On deciding that as a grown man he should retire from having his ribs cracked he staged the death of the Human Anvil. By this time Graeme had taken the reigns, who, to be honest, wasn’t as accurate with a Sledgehammer as Billy. Anvil copped a great deal of concrete to the face, he was bleeding profusely, attempting to raise himself as not to choke on his own blood. Graeme’s foot was firmly placed on Anvils chest whilst reading his death notice and under his breath telling Anvil to keep still as he was spoiling the illusion. It was at this point that the act developed its first popular catch phrase – ‘Fer Fucks Sake Graeme’. Happily he survived.
Despite stories to the contrary, I believe I suggested the name Springstein. He was looking for something to pin on to Anvil, as it had a nice ring to it. I suggested taking the Bruce moniker, as he was the biggest act in the world at the time – it was either that or Anvil Jackson, Anvil Madonna or Pepsi and Anvil. He chose the right name.

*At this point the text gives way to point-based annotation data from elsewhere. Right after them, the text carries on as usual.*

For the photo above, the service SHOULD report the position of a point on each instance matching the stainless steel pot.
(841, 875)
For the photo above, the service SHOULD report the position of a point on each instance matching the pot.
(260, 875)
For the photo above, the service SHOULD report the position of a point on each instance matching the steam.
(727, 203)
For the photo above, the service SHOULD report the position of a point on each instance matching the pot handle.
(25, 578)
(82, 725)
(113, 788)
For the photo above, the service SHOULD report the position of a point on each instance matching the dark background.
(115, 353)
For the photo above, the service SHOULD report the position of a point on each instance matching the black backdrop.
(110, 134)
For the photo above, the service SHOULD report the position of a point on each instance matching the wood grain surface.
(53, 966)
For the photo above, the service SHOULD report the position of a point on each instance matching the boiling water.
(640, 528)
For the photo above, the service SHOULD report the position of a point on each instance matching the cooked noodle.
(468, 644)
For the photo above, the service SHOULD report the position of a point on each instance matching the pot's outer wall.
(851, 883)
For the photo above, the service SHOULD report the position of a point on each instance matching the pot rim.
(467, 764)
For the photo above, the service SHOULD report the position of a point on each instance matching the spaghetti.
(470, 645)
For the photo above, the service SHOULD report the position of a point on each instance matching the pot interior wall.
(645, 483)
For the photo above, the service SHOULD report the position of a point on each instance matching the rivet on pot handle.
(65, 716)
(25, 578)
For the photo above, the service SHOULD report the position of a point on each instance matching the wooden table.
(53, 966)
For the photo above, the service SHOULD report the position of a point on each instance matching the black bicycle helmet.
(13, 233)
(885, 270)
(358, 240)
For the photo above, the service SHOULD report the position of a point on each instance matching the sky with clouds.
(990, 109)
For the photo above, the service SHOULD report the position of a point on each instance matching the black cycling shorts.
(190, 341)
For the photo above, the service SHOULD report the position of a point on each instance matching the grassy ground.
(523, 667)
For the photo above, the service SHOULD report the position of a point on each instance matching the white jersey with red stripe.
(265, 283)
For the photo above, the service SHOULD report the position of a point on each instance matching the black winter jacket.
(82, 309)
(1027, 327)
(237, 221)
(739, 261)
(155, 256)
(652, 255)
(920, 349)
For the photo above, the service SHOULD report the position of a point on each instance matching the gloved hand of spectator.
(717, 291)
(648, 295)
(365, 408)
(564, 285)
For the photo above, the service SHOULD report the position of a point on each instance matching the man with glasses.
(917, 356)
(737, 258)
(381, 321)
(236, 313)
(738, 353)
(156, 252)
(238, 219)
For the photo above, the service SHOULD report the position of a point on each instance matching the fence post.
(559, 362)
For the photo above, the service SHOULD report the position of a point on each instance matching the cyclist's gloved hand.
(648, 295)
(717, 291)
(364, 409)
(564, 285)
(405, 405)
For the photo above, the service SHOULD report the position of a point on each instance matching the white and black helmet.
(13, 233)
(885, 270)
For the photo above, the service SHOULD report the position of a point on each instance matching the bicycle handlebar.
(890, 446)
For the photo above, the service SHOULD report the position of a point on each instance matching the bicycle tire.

Pulling together the region’s comedy talent, Anvil was the lynch pin of Near the Knuckle, a comedians co-operative (how quaint, how 1970s – a comedy co-op). He urged us to have a ‘pan-European set’ – comedy that could be taken around Europe. How we all laughed. How wrong we were. We had an old ambulance, we had gigs in Hartlepool, surely shows in Hull and Rotterdam were just a blink away?
His front room in Granville Gardens, Jesmond. If ever there was a location for a Blue Plaque it’s here. It’s rooted in comedy history. Anyone could pitch up here and be welcomed with a tab and a cup of stewed tea. Any one, any time. His heart was, and is, like a wheel, and he’ll unselfishly roll it your way whenever it’s needed. He saved me from myself a couple of times through just being him. A very kind man.
His comedy gets better and better. I’ve seen much of his act in its various guises over the years, it’s like listening to a well loved album. I can do several of his routines word for word (note to self – now he’s gone, not a bad idea). He does however have the devil in him. Last year we gigged together in South Shields. A lovely friendly family audience, all showing the Racism The Red Card. He was rolling along, showing just how it should be done, and then….’So I was fucking this Nun’. Kaboom. Anvil went one way, the audience the other. He loved it. Bless him and all who sail in him.
In Sunderland he once suggested that we chin a fifteen year old and cocky Ross Noble, just for the hell of it.
He called me and my mate Rob ‘the oldest pair of cunts in the world’ at The Stand in Newcastle. Fair dos.
He squealed like a baby when, on driving back across Lake District, I turned off the car head lights, guessing which way the road was heading.
As I said, he’s not dead, just away for a while. I’ll miss him.